Dialectique du chaud et du froid
J'entame cette période glacière sans espoir boréal. Ma corpulence est trop mince, mon corps atteint là sa limite en matière de résistance. Le froid insidieux s'immisce d'abord par les extrémités, la tête, les mains, les pieds, puis il s'abat sur les épaules et les reins, si bien que le soir, je mets des heures à me réchauffer avant de dormir. Besoin de chaleur humaine. Autres solutions : se procurer une bouillotte de grand-mère et un châle de laine, boire du thé ou un cognac, prendre un bain, partir aux Antilles, se masturber, faire du sport.
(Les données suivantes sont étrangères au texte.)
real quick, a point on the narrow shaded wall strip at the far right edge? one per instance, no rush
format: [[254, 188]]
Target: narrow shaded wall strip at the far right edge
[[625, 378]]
Froid. Je pense avec effroi que mourir sera atroce, parce que j'aurai froid. L'horreur de la condition du cadavre : être gelé, transi, frigorifié, devenir une viande froide. Je suis trop frileux pour endurer cela, la mort. Ainsi pour la première fois de ma vie je me dis que mourir est un cauchemar au-dessus de mes forces.
Avant-hier un garçon, de 6 ans mon aîné, vient me réchauffer à la maison. Il est grand, sec. Je ne pouvais pas prévoir sur les photos que sa voix serait à ce point peu sexy, aigre et zézéyante. Ni que ses baisers seraient mous, c'est-à-dire qu'il me tire sa langue dans ma bouche plutôt qu'il ne m'embrasse. Puis il débande tandis que je le suce, ce qui est vexant. Lorsque je branle nos deux bites d'une seule main, il rebande et éjacule aussitôt, ce qui est frustrant. Je crains alors de vieillir moi aussi.
Mais le bonus avec un mauvais baiseur, c'est qu'on se sent soi-même très sensuel, lascif, et fort que ce sentiment nouveau soit si naturel.
Au moment de jouir mon orgasme est un gémissement. A la fois soulagement et sanglot. Le cri du nouveau né, le râle de l'agonisant. Je frissonne.
"Pour cette Cosette, où est Jean Valjean ?" (Pierre Michon, Corps du roi.)